The arms of her robes were crossed over her abdomen, the panels tied tightly with golden brocade. She had no notable shape underneath all those folds, and Ingrid worried that Grayson’s theory about Axia’s having taken on a corporeal form was wrong.
“You should not be able to ignore the call of the one who has created you,” Axia said. The writhing shudder of her robe ceased. “I do not understand. How do you defy me? Do traces of my blood linger within you, Ingrid Waverly? Have they magnified just enough to obstruct my will?”
Her deep voice turned shrill, and Ingrid winced. Axia’s robes began to ripple with blustery rolls. Her robes reflected her emotions, and right then they seemed to thrash with unharnessed anger.
“I thought I had reclaimed every drop, leaving none to mature within you,” Axia continued.
Ingrid parted her lips, uncertain what to say. She stammered through the beginnings of an appeal before feeling a rush of air whisper against her shoulder. She turned instinctively and startled backward. Axia stood beside her, her cavernous black hood an arm’s length away. Ingrid looked back to where Axia had just been standing and saw nothing but an evaporating blue mist, a few shades darker than the coming dawn.

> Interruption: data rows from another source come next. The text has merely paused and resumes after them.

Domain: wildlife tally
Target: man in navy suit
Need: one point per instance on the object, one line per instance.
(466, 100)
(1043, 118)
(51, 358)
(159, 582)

“How did you—” she started.
“I will have all of my blood, Ingrid Waverly.”
The robed arm struck out and a pale hand emerged from within the sleeve. It grasped Ingrid’s arm with strength of a machine. Ingrid fumbled the dagger out of her pocket with her free hand and, what felt like a decade later, sliced the blade across Axia’s forearm. The blade never slowed, never met resistance, and then Axia’s robed sleeve was evaporating into another cloud of mist.
Ingrid staggered to the side as phantom laughter rumbled through the square. She swiveled around, her eyes catching on Axia, who was once again by the fountain.
“I cannot be ensnared,” the fallen angel said.